So, why read what sounds like such a depressing novel? Because it deals with a human horror that should be known and thought about, because it is wonderfully written, and because in the Harlem slums it unflinchingly portrays a swath and complexity of humanity too easy to ignore in our frenetic, materialist world.
Wallant had a gift for description. "...gaudy little Tangee in a wide-shouldered, checked suit, and Buck White, with his majestic tribesman face of almost pure black, who appeared elemental in his dignity until you noticed the foolish, childish dreaminess of his eyes." "His fresh, youthful face was good-natured but not very mobile or expressive, as though too much animation might belie his alleged delicacy." "George Smith had the face of an old Venetian doge, the features drawn with a silvery-fine pencil, the excesses reproduced in the shallowest, most subtle of creases. Only his eyes mirrored the wrestling starvation." "She glared guiltily at him, her yellow face scoured and worn by petty miseries to a texture that obscured the massive old deformities." Wallant is equally good at describing things as well as people: "...an armchair which leaned swollenly to one side under its faded cretonne covering, like an old sick elephant under shabby regal garments."

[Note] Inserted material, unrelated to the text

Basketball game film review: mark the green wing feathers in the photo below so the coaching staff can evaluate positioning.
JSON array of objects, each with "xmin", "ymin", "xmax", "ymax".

And the pawnshop! What a parade of humanity passes through it daily: "On and on they came, shy, sullen, guilty, paying in fear for tiny crimes they had done and were doomed to do, striking out with furtiveness and harshness, sickened with their hereditary curse, weary and ashamed of their small dreams and abandoning the cheap devices they had dreamed with...each filling the Pawnbroker's spirit with rage and disgust as he smelled and saw their ugliness." "...by degrees the harshness dissolved, and the fantastic conglomeration of the shop claimed their unconscious moods. Again they were riven by the complexity, the intricacy of the tools or people's survival. And each, in his own unthinking way, responded to a tiny, sad abrasion in his spirit. Each of them pitied, without knowing he pitied, the pathetic paraphernalia with which humans made walls."

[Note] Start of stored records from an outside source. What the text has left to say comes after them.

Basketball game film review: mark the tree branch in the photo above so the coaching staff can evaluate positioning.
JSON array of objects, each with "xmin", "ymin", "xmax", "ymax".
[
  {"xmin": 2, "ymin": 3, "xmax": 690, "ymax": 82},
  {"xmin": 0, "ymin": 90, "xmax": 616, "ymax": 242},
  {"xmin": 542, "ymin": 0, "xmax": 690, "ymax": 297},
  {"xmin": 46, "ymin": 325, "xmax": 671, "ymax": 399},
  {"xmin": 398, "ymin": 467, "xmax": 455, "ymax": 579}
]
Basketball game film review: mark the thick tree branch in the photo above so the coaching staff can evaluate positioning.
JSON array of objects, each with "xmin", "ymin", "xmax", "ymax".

Wallant does not directly draw the pawnshop as metaphor, but I was struck by the overlapping vision of thousands upon thousands of people driven off the fetid cattle cars, clutching their few, pathetic worldly goods that would, in a moment, be taken from them until, naked, they would be herded into the 'showers' and there would be no walls left for them. Each and every person is "in slightly different costume, each enlivened by his own unique choreography." The choreographies comprise individual pasts, experiences, hopes, fears, dreams. Every single person is unique and that is what we miss in parsing large historical movements or moments in a shop.
Sol is emotionaly and socially bereft: "I do not trust God or politics or newspapers or music or art. I do not trust smiles or clothes or buildings or scenery or smells....I do not trust names. I do not trust expressions or colors or the feel of texture....But most of all I do not trust people and their talk, for they have created hell with that talk, for they have proved they do not deserve to exist for what they are....'You too?' Ortiz asked...I, too."
Sol feels his loss: "God forbid there should be ghosts! He would not have been able to bear that. If there were ghosts, he would have been destroyed, or had been destroyed long ago and was now a ghost himself." But, like Lear, he cries out, "Ah, leave me my brain at least, do not let me go mad."
Something happens at the end of the book, but the reader should enjoy his/her own frissons of expectation so I will say no more about it as positive or negative. But I will say that this is a fine novel that deserves to be read and contemplated.